Already a highly regarded lecturer of mathematics at the Academy of Wrocław, he was introduced to Jan III Sobieski in 1678, when the monarch asked the general of the Jesuit order to designate a preceptor for the eldest of his sons, Jakub Ludwik. In 1680 the famous mathematician arrived in Warsaw, where in 1681–1695 he was accommodated in a professors house and lectured at the Jesuit college. He also acted as the court chaplain and a titular missionarius aulicus (1685–1690), and one year later received also the title of mathematicus regius. The same year (1691) Sobieski appointed the Jesuit his court librarian.

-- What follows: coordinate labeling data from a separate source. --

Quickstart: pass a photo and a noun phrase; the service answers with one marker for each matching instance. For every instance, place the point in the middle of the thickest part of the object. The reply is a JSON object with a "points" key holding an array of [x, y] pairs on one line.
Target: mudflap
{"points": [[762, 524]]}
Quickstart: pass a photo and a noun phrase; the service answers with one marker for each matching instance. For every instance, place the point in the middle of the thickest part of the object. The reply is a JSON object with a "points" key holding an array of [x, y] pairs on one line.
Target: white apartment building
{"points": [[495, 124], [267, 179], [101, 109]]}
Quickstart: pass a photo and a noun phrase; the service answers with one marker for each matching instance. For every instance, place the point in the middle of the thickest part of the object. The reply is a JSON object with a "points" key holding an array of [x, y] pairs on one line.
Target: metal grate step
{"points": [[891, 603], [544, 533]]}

The scope of scientific topics of interest to Kochański included the problem of a universal language, statistics, geomagnetism, construction of clockwork mechanisms, a universal weight as well as the quadrature of a circle and of magic squares. He wrote a treatise on mathematics and a number of innovative papers on mathematics and physics, published by the Leipzig paper “Acta Eruditorum” for which he wrote in 1682–1696. Another one of his works, “Mirabilia Chronometrica”, published in the 9th volume of “Technica Curiosa” by Gaspar Schott (Würzburg 1664), is considered the oldest clockmakers textbook in the history of European literature. Kochański invented the pendulum for a magnetic pocket watch (1667), worked on the construction of a pendulum clock for the measurement of the nautical longitude, and was the first to construct a spring pendulum. In cooperation with the astronomer Johannes Hevelius, Kochański executed a stucco sundial which decorates the main body of the Wilanów Palace. He dedicated his complete works (31 in total) to Jan III Sobieski.

As a librarian, he travelled to Gdańsk to obtain for the royal collection the legacy of Hevelius (who died in 1686). He looked after the king’s collection of books amassed in Wilanów and Warsaw. The latter collection was listed by Kochański, presumably in preparation for the ensuing transport to Zhovkva [Żółkiew] or its transfer to another owner. In 1695 Kochański left the court and went to take a cure in the Cieplice spa, from which he never returned. The Jesuit remained in contact with numerous European scholars, including the physicist Philip Sachs and the philosopher and mathematician Gottfried Leibniz.

Kochański’s extant manuscripts are dispersed. His planned works remained unrealized and the accomplished ones are preserved incomplete. More and more falling into a decline towards the end of his life, the scholar died in Cieplice in May 1700.